Absent and Present: St. Charles Borromeo
Msgr. Ronald Knox: Sermon preached at St. Mary of
the Angels, Bayswater, London.
Whatever be the rights and wrongs of all the controversies
we hear about the medieval Church, this at least is clear, that in the days of
the Council of Trent its organization needed reform. And reform needs more than
mere legislation to decree it; it needs administration to execute it. That is
St Charles's characteristic legacy to the Church: it was the influence of his
example, in great measure, that molded her organization on the new model which
Trent had decreed.

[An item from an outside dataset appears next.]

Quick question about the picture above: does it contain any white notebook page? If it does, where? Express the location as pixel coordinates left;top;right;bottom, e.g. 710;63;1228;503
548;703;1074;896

The bishop has got to be the center of everything in his
diocese, and the clergy of the diocese are to be his clergy—a family of which
he is to be the father, a guild of which he is to be the master. See how fond
St Charles was of synods: the whole of his comparatively short episcopate is a
long record of the synods he gathered amongst his clergy. See how enthusiastic
he is for the seminary idea; the bishop, henceforth, is not merely to ordain
people, he is to know whom he is ordaining. And above all what was
characteristic of St Charles was the institute which he left behind him— a body
of secular priests, putting themselves at the disposal of the bishop as
absolutely as the religious puts himself at the disposal of his superior. Yes,
there is much about St Charles's life which is more exciting, and much which is
more attractive, than all this; his boundless generosity to the poor, the
relentless mortification that regulated his busy, competent life. But what
makes him stand out among the saints more than either is his intense devotion
even to the most uninspiring details of diocesan routine.